O halde; davacıların dayandığı tapu ve vergi kayıtlarının ilk oluşumundan itibaren tüm gittileri, revizyon gördüğü tüm parsel tutanakları, komşu parsel ve dayanakları, en eski tarihli memleket haritası, hava fotoğrafları ve varsa amenajman planı ilgili yerlerden getirtilip, önceki bilirkişiler dışında bu konuda uzman serbest orman mühendisleri arasından seçilecek bir orman yüksek mühendisi ve bir fen elemanı yardımıyla yeniden yapılacak inceleme ve keşifte, çekişmeli taşınmaz ile birlikte çevre araziye de uygulanmak suretiyle taşınmazın öncesinin bu belgelerde ne şekilde nitelendirildiği belirlenmeli; 3116, 4785 ve 5658 sayılı kanunlar karşısındaki durumu saptanmalı; tapu ve zilyedlikle ormandan toprak kazanma olanağı sağlayan 3402 sayılı Kanunun 45. maddesinin ilgili fıkraları, Anayasa Mahkemesinin 01.06.1988 gün ve 31/13 E.K.; 14.03.1989 gün ve 35/13 E.K. ve 13.06.1989 gün ve 7/25 E.K. sayılı kararları ile
iptal edilmiş ve kalan fıkraları da 03.03.2005 gününde yürürlüğe giren 5304 sayılı Kanunun 14. maddesi ile yürürlükten kaldırılmış olduğundan, bu yollarla ormandan yer kazanılamayacağı, öncesi orman olan bir yerin üzerindeki orman bitki örtüsü yokedilmiş olsa dahi, salt orman toprağının orman sayılan yer olduğu düşünülmeli; toprak yapısı, bitki örtüsü ve çevresi incelenmeli; yukarıda değinilen belgeler fen ve uzman orman bilirkişiler eliyle yerine uygulattırılıp; orijinal-renkli (renkli fotokopi) memleket haritası ölçeğinin kadastro paftası ölçeğine, yine kadastro paftasının ölçeği de memleket haritası ölçeğine çevrildikten sonra, her iki harita komşu ve yakın komşu parselleri de içine alacak şekilde birbiri üzerine aplike edilmek suretiyle, çekişmeli taşınmazın konumunu çevre parsellerle birlikte haritalar üzerinde gösterecekleri yalnız büro incelemesine değil, uygulamaya ve araştırmaya dayalı, bilirkişilerin onayını taşıyan krokili bilimsel verileri bulunan yeterli rapor alınmalı; dayanak tapu ve vergi kayıtlarının yaşlı ve yöreyi iyi bilen yerel bilirkişiler marifetiyle zemine uygulanmalı; bilinmeyen sınırlar bulunduğu takdirde bu konuda taraflara tanık dinletme olanağı sağlanmalı; bilirkişi ve tanıklardan her sınır hakkında ayrıntılı ve inandırıcı bilgiler alınmalı; tapu ve vergi kayıtlarının dava konusu taşınmaza uyup uymadığı belirlenmeli; uygulama, fen bilirkişisi tarafından düzenlenecek krokide tapu kaydı ve vergi kaydı ayrı ayrı gösterilmeli, aynı sınırlar içinde kalıp kalmadığı belirlenmeli; komşu parseller ile denetlenmeli ve oluşacak sonuca göre bir karar verilmelidir.

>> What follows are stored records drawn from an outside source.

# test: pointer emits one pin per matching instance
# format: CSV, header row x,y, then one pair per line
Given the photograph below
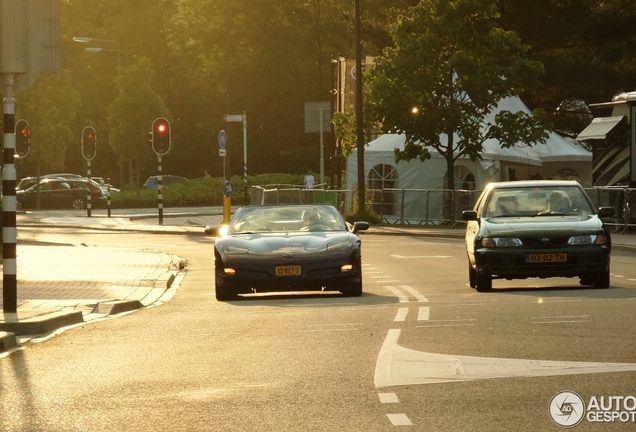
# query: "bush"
x,y
205,191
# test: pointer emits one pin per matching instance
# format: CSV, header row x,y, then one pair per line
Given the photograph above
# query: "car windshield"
x,y
537,201
293,218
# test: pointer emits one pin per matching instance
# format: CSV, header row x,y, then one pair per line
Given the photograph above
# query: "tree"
x,y
50,106
131,115
448,68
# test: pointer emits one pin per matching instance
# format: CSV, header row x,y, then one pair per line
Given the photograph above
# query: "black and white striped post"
x,y
89,150
9,230
161,142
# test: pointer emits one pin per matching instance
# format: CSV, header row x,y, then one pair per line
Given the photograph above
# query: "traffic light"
x,y
161,136
22,138
89,142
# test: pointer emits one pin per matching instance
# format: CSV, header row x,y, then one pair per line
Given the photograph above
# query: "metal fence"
x,y
430,206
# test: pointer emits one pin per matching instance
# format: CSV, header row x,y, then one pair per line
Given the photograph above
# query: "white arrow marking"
x,y
421,256
402,366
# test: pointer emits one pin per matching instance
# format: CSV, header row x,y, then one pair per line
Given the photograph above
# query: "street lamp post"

Açıklanan hususlar gözetilmeksizin, eksik inceleme ve yetersiz bilirkişi raporuna dayanılarak yazılı biçimde hüküm kurulması usûl ve kanuna aykırıdır.
SONUÇ: Yukarıda açıklanan nedenlerle; davalılar Orman ve Su İşleri Bakanlığı, Hazine ve Orman Yönetiminin temyiz itirazlarının kabulü ile hükmün BOZULMASINA, temyiz harcının istek halinde iadesine 22/04/2014 günü oy birliği ile karar verildi.